James Muirhead opened the large envelope he had just been handed by a senior car interior designer-stamped ‘DO NOT BEND’ and found inside it a rock, a piece of seatbelt, a length of thread and some other random oddities. The gauntlet cast down by the designer was to match the colour of each item in leather.
Muirhead is head of automotive sales at Bridge of Weir, the company founded by his great-great-grandfather, Arthur Muirhead, in 1905. He had been explaining how it could match the colour of any object as a way the manufacturer could offer a bespoke personalisation service to its customers.

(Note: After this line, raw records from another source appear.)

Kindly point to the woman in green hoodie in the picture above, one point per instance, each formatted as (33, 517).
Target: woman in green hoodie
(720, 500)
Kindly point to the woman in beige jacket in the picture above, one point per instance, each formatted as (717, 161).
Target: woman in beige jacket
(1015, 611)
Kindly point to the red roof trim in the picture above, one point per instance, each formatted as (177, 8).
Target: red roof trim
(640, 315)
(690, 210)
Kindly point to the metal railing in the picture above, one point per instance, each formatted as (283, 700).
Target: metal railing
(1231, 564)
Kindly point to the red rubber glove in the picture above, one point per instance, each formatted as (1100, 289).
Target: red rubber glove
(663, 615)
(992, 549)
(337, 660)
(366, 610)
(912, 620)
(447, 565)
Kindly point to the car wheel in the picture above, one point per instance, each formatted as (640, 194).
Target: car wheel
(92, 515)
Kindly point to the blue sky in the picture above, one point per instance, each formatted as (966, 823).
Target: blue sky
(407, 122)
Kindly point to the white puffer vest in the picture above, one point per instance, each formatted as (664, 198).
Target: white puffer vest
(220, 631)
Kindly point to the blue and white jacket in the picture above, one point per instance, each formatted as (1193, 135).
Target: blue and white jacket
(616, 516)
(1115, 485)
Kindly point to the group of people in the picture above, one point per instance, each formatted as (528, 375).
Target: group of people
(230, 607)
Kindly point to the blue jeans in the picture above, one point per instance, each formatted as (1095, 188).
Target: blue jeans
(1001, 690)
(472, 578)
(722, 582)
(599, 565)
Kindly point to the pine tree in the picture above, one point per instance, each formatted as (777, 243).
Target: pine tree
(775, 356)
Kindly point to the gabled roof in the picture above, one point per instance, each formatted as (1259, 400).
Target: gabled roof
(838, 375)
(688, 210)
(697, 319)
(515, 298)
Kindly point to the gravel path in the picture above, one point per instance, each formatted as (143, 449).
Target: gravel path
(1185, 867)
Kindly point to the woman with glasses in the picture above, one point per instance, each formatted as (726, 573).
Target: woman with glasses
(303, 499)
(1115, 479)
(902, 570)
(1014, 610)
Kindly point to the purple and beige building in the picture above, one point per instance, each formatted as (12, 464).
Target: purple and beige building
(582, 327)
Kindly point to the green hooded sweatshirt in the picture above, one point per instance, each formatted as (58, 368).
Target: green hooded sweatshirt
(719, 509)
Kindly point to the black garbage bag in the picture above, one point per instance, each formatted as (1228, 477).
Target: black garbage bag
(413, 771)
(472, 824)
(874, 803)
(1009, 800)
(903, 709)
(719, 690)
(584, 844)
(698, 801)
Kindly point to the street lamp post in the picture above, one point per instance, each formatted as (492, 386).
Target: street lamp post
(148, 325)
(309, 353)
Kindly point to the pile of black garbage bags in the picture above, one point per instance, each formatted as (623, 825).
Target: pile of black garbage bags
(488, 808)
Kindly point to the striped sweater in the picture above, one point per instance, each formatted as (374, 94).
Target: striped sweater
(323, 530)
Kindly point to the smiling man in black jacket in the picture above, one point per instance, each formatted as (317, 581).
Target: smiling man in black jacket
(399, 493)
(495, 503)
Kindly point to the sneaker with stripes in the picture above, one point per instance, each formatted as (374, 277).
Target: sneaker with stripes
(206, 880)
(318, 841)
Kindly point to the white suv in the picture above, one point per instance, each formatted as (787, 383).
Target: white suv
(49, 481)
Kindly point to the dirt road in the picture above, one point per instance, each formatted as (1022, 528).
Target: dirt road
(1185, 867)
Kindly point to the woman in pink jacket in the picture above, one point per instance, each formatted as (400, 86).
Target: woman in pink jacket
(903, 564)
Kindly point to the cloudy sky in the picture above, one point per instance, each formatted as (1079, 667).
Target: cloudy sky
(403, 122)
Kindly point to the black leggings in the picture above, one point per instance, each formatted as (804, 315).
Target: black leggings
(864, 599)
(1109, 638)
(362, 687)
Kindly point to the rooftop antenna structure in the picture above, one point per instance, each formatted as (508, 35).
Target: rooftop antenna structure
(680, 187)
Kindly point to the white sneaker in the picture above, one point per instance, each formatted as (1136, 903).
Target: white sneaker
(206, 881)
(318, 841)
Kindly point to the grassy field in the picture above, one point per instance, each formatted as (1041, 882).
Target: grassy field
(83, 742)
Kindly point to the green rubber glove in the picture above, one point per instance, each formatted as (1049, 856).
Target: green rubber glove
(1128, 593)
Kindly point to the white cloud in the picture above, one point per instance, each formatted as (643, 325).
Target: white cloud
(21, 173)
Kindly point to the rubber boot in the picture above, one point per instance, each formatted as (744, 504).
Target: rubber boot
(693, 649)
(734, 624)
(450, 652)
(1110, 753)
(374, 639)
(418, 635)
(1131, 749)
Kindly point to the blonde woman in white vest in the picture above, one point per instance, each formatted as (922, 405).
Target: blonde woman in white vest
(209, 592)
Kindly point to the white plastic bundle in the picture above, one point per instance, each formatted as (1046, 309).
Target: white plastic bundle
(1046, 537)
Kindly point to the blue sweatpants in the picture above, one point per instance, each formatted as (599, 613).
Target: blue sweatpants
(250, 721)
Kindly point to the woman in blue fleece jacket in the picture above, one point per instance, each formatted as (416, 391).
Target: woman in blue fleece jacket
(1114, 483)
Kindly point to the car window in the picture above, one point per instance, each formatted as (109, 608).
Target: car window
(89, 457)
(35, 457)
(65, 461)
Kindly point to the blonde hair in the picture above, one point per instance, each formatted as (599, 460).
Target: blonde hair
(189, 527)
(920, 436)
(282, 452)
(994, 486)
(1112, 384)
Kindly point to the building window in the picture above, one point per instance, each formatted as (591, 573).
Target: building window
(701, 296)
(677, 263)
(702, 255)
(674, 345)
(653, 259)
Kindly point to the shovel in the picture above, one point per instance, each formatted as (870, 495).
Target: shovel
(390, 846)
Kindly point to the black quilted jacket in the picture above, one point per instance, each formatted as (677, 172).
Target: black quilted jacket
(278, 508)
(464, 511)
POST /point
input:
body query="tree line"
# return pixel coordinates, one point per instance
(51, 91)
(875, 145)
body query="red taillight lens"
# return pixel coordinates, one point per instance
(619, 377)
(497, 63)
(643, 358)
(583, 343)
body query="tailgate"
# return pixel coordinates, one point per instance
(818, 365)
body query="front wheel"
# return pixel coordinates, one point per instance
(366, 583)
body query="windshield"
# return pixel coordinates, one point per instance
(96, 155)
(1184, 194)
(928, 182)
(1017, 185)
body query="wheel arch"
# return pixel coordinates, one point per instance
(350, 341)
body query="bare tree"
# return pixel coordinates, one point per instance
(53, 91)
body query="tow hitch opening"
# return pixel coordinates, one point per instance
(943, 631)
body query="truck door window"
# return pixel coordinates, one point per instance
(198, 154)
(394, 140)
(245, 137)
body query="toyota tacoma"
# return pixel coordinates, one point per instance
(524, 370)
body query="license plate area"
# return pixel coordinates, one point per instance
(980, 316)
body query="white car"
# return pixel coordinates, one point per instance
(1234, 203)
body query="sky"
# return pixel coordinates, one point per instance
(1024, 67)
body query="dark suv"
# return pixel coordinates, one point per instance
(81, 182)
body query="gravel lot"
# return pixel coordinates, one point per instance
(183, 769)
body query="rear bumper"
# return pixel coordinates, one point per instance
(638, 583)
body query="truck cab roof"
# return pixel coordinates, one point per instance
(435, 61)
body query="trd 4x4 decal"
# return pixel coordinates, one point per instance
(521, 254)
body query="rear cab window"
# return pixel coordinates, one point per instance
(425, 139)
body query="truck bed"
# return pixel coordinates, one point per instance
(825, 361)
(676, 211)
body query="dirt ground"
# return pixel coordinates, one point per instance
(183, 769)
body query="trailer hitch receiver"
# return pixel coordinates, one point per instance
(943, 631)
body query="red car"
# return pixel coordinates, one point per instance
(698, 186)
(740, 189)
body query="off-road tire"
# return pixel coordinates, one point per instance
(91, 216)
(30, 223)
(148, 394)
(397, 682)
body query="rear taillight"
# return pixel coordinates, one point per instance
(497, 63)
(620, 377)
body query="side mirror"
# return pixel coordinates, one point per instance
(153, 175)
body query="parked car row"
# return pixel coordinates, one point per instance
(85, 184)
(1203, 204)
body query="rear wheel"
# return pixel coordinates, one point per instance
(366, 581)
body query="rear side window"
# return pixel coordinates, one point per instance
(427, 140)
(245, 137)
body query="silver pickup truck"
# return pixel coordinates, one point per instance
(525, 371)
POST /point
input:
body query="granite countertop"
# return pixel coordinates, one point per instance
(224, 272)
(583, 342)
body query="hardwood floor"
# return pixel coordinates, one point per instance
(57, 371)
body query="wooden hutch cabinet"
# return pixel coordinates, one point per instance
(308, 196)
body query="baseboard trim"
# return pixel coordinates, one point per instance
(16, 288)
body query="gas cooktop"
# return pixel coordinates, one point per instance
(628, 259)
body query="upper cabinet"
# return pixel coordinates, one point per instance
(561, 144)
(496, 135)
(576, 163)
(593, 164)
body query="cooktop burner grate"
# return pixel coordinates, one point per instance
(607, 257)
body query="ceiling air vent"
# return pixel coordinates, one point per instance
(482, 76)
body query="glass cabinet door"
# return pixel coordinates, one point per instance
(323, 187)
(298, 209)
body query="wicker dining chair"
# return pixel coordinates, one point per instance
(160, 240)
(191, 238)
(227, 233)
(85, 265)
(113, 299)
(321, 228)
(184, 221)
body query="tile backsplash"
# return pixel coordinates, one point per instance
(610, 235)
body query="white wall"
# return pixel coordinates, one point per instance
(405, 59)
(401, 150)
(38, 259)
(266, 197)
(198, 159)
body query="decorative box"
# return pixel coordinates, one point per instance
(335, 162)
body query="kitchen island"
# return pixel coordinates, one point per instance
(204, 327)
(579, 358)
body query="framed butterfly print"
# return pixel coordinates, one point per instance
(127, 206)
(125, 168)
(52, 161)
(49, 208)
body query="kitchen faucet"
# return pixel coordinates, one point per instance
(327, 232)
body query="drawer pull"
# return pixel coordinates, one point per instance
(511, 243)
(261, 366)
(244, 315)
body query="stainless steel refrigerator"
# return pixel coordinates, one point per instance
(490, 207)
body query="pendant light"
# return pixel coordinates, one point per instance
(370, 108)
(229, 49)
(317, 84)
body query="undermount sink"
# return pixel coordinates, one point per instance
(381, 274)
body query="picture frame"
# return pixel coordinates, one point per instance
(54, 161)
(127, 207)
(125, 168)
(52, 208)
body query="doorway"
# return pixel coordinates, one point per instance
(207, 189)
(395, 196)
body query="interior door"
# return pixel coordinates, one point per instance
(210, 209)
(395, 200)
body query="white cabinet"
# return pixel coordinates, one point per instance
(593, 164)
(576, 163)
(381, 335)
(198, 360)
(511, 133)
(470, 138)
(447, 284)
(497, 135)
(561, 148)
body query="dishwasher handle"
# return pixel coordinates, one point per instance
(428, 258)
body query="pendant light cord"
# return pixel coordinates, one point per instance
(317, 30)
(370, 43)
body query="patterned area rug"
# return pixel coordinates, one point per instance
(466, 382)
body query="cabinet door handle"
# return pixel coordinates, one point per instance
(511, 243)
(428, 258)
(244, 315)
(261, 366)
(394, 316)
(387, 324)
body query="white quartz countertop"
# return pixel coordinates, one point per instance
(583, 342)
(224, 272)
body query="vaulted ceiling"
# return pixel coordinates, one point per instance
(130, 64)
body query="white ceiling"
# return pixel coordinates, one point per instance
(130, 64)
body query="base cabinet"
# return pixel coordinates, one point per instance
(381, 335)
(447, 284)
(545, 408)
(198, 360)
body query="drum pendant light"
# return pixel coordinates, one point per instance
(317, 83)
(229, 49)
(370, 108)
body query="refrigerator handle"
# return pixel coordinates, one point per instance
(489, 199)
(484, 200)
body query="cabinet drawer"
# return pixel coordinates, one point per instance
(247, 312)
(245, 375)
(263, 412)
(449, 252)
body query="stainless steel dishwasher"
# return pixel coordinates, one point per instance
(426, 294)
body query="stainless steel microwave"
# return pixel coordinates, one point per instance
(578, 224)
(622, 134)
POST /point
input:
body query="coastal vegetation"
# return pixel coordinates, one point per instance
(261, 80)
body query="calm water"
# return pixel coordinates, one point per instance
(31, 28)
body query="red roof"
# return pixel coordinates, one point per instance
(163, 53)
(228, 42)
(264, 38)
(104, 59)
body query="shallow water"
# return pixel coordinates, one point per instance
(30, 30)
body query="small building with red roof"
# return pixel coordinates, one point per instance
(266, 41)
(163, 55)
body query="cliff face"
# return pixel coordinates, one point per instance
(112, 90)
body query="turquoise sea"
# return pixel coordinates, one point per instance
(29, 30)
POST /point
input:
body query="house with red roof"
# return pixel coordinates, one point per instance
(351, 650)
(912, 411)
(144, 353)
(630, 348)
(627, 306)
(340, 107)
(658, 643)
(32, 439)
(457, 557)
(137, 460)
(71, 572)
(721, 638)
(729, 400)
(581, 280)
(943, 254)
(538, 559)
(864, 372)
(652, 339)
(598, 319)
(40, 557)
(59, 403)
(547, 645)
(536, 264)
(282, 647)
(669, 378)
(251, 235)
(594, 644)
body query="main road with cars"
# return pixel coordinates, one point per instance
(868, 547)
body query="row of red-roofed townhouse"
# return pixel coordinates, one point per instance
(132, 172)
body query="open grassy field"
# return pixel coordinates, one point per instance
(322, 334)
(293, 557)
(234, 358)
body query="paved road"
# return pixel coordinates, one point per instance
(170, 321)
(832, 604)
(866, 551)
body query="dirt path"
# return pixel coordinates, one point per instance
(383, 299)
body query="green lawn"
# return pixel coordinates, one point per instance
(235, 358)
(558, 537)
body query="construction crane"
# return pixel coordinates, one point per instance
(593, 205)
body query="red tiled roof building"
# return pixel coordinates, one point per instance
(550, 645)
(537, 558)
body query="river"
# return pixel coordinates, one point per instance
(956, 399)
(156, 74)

A couple of weeks later, he returned with every one of the examples matched perfectly, including the envelope itself, made in colour-matched leather and stamped with the words ‘DO NOT BEND’.
Offering bespoke personalisation to customers is a challenge Bridge of Weir’s colour team has warmed to.
“People have come up to us with all kinds of things and asked us to match them,” says Muirhead. “An aubergine, lipstick, socks, a cricket ball, a Post-it note – you name it.”
Among the latest developments – and one used to create an option for the McLaren Senna’s seats – is the ability to create perforated designs digitally.
Normally, repeated perforations in leather (either rows of holes or more complex patterns) are stamped out using tools covered with tiny pins. The tools, like those made for pressing body panels, are eye-wateringly expensive to make. They are mounted in an automated perforation machine that rapidly stamps large areas of leather. The downside is the lack of flexibility, the cost and the lead time to make the tool for each pattern.